Treating Depression with Tribal Wisdom

Treating Depression with Tribal Wisdom



If we want to treat depression, we can learn a lot from community rituals involving dance and drumming.

Chances are that you, or someone you know, has experienced being depressed. It is estimated that on average, 1 in 6 people will experience depression at some stage in their lives, and it’s the leading cause of disability worldwide. The symptoms can range from minor to very severe.

Feeling the love, support and compassion of an entire community can be a very effective way to address depression. There’s a lot to be learned by treating depression with tribal wisdom from traditional cultures, rather then the strictly ‘individual’ way of western medicine.

Andrew Solomon had suffered from depression for many years. In his attempts to better understand this illness, his journey has taken him across the globe, interviewing many people who share his affliction.

His research took him as far as West Africa where he participated in a Senegalese Ndeup ritual, a tribal ritual for depression, and concluded that it was probably better than many forms of group therapy that he attended in the US. He describes the Ndeup as an astonishing experience, even though he didn’t believe in the animist principles behind it. Moreover, he was incredibly touched and exhilarated that all of those people had been gathered together, cheering for him.
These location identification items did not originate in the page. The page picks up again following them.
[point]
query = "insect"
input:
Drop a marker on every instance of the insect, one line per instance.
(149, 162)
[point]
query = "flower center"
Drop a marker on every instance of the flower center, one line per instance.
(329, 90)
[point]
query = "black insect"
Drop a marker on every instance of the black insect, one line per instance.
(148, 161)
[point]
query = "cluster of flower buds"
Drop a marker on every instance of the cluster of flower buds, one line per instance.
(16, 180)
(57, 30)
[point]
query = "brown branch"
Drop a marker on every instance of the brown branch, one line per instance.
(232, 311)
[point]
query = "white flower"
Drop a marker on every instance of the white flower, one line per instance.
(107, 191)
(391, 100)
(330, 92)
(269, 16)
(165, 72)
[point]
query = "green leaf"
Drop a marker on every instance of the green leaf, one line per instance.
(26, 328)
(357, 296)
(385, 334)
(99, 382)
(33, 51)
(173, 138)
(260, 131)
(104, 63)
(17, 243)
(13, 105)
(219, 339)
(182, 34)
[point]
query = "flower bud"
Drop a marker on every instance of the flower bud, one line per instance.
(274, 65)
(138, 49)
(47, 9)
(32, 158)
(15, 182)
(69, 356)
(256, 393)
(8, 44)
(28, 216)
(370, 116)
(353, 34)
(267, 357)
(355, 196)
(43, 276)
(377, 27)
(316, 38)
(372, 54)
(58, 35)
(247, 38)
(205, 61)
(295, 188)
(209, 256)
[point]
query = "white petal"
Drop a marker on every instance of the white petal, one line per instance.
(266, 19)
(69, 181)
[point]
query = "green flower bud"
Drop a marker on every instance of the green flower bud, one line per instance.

The dancing element of the Ndeup ritual

African Rituals that are effective in treating Depression

Many years later Solomon discussed his experience with a Rwandan man, still unable to entirely describe which essential elements of the ritual so significantly lifted his spirits. The Rwandan man explained that they have similar rituals in East Africa and, in comparing these rituals with standard western psychotherapy, makes it clear why the African rituals are effective in lowering depression:

“You know, we had a lot of trouble with Western mental health workers, especially the ones who came here right after the genocide. They came and their practice did not involve being outside in the sunshine… which is, after all, where you begin to feel better. There was no drumming or music to get your blood flowing again – when you’re depressed and low you need to have your blood flowing. There was no sense that everyone had taken the day off so that the entire community could come together to lift you up and bring you back to joy.